Late-night CLARITY Act negotiations broke down, putting today's Senate Banking Committee markup on a crypto market structure bill at risk, per Eleanor Terrett.
Alpha Score of 33 reflects weak overall profile with poor momentum, poor value, weak quality, strong sentiment.
CLARITY Act negotiations broke down late Tuesday, just hours before the Senate Banking Committee was set to mark up the crypto market structure bill. A small bipartisan group of senators spent the evening trying to bridge remaining gaps but ended without an agreement, according to journalist Eleanor Terrett. The overnight stall throws the committee’s scheduled markup this morning into immediate uncertainty. The bill, formally titled the Creating Legal Accountability for Innovation, Regulation, and Yields Act, aims to establish a comprehensive regulatory framework for digital assets, dividing oversight between the Securities and Exchange Commission and the Commodity Futures Trading Commission. Without a deal among key negotiators, the committee faces a choice: push ahead with a bill that lacks broad Senate support or postpone the markup to allow further negotiations.

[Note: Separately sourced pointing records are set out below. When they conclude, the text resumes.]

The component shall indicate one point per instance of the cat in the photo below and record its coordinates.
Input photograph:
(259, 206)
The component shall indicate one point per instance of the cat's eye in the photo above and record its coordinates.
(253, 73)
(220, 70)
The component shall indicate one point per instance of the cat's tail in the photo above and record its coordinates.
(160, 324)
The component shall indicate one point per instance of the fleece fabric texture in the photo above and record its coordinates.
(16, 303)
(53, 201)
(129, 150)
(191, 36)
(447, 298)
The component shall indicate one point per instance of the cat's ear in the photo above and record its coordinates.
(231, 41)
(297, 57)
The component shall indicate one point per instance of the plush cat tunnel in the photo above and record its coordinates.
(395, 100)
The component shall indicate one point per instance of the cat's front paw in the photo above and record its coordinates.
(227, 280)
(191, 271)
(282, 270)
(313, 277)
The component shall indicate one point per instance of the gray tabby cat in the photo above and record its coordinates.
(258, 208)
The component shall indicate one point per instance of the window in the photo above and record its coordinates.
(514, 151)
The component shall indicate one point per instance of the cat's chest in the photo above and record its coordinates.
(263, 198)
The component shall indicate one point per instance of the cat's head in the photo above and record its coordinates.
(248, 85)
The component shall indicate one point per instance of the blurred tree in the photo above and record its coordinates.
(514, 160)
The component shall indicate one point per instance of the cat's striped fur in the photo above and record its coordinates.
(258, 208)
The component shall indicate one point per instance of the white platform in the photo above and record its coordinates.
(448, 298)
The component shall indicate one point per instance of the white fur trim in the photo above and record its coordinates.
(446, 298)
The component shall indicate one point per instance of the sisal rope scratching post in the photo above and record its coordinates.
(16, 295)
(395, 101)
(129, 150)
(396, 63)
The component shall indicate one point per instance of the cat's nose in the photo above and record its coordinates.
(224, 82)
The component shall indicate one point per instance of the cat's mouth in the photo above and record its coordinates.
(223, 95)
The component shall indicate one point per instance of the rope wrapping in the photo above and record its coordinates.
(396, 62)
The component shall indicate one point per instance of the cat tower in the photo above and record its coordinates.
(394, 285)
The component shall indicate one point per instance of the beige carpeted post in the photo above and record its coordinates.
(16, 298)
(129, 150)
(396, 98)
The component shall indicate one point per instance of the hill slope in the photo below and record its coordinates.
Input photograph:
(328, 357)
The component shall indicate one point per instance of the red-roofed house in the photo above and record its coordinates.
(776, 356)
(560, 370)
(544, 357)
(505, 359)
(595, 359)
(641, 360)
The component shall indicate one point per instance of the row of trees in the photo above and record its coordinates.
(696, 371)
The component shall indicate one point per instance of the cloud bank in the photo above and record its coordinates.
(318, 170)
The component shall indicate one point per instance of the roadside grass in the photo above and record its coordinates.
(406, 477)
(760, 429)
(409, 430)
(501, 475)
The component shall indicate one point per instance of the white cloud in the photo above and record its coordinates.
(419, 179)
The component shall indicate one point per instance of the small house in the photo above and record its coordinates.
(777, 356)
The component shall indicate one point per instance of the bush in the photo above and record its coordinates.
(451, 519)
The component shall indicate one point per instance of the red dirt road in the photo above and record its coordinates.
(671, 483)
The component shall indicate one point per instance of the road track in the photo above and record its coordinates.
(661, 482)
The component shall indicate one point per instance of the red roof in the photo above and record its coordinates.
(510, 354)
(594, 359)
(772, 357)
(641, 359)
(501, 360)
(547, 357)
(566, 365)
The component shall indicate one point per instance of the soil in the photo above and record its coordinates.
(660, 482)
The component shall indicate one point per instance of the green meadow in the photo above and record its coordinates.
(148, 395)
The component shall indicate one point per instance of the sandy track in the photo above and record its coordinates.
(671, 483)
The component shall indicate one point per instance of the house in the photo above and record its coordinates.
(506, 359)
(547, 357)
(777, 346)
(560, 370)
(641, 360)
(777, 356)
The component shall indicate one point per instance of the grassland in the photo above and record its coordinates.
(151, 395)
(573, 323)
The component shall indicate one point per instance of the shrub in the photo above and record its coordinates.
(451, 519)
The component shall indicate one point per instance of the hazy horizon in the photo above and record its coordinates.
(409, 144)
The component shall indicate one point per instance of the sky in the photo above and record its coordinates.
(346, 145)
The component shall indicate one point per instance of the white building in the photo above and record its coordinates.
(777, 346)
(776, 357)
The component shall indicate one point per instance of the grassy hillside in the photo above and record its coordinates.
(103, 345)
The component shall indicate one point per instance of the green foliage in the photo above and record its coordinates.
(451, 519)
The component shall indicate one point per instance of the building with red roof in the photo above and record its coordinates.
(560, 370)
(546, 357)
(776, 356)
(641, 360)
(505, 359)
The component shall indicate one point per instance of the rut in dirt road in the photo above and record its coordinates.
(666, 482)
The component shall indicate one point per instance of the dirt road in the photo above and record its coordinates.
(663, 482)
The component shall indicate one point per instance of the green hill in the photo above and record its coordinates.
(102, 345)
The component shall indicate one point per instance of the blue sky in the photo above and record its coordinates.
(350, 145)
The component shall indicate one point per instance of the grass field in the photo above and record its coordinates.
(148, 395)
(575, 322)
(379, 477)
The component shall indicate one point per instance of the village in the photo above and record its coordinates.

The Senate Banking Committee’s markup session was already one of the most watched events on the crypto legislative calendar. Earlier versions of the bill had undergone extensive amendment processes, with the committee fielding roughly 100 amendments in a prior session, drawing input from major industry players including Fidelity and Coinbase. That previous markup demonstrated both the complexity of the issues and the deep political divisions over how digital assets should be regulated. The sudden breakdown in overnight talks now threatens to derail what was expected to be a milestone toward finalizing the committee’s version of the bill. A CLARITY Act Markup Tests 100 Amendments as Fidelity, Coinbase Back Bill article detailed the intensity of that lobbying effort.
A markup is the committee’s formal session to debate, amend, and rewrite a proposed bill before sending it to the full Senate. If the committee can advance a bipartisan version, its chances on the Senate floor improve significantly. A partisan bill, by contrast, would need to overcome a 60-vote threshold in the current Senate. The failure to secure a compromise late Tuesday raises the probability that the markup will proceed with a chairman’s draft that may not satisfy all members, or that the committee will simply delay the session. Either outcome prolongs the regulatory vacuum for crypto markets.
The CLARITY Act is the most concrete attempt yet to settle the long-running dispute over whether most digital tokens are securities or commodities. The bill proposes that digital assets sufficiently decentralized would be classified as commodities and thus fall under the CFTC, while those still controlled by a central development entity or issuer would be treated as securities under SEC jurisdiction. For the two largest cryptocurrencies, Bitcoin (BTC) and Ethereum (ETH) , the implications have been relatively clear: both are widely seen as sufficiently decentralized to qualify as commodities, providing a layer of regulatory certainty that has helped attract institutional capital. The stalled negotiations directly threaten the timeline for that clarity.
Without legislative action, both assets remain in a gray zone governed by enforcement actions rather than statute. The current SEC enforcement-heavy approach has already cast a chill over parts of the crypto market, and the lack of a clear classification framework continues to deter some institutional participants. The overnight breakdown means the path to a law that codifies Bitcoin and Ethereum as commodities remains blocked, for now. Broader crypto market analysis can be found on the crypto market analysis page.
The key pivot point is whether the committee goes ahead with the markup as scheduled. If it does, the version of the bill that emerges and whether it includes bipartisan provisions will set the tone for the floor fight. A markup without a deal could push the bill into a more contentious process and potentially delay final passage past key midterm election deadlines. The committee could also postpone the session, signaling that negotiations might restart; that would buy time but extend the period of uncertainty.
For crypto markets, the stalled talks keep downside risk alive for tokens that sit on the securities/commodity boundary. Assets facing ongoing SEC classification disputes would remain in limbo, and exchange platforms that list those tokens could face renewed regulatory volatility. The immediate impact on Bitcoin and Ethereum may be muted because they are broadly expected to land on the commodity side whatever the bill’s shape, yet the broader sentiment drag from a legislative setback can still weigh on crypto equities and correlated trades. The next concrete catalyst is the committee’s decision this morning; a delay or a messy markup would signal that the crypto legislative window is closing.
Drafted by the AlphaScala research model and grounded in primary market data – live prices, fundamentals, SEC filings, hedge-fund holdings, and insider activity. Each story is checked against AlphaScala publishing rules before release. Educational coverage, not personalized advice.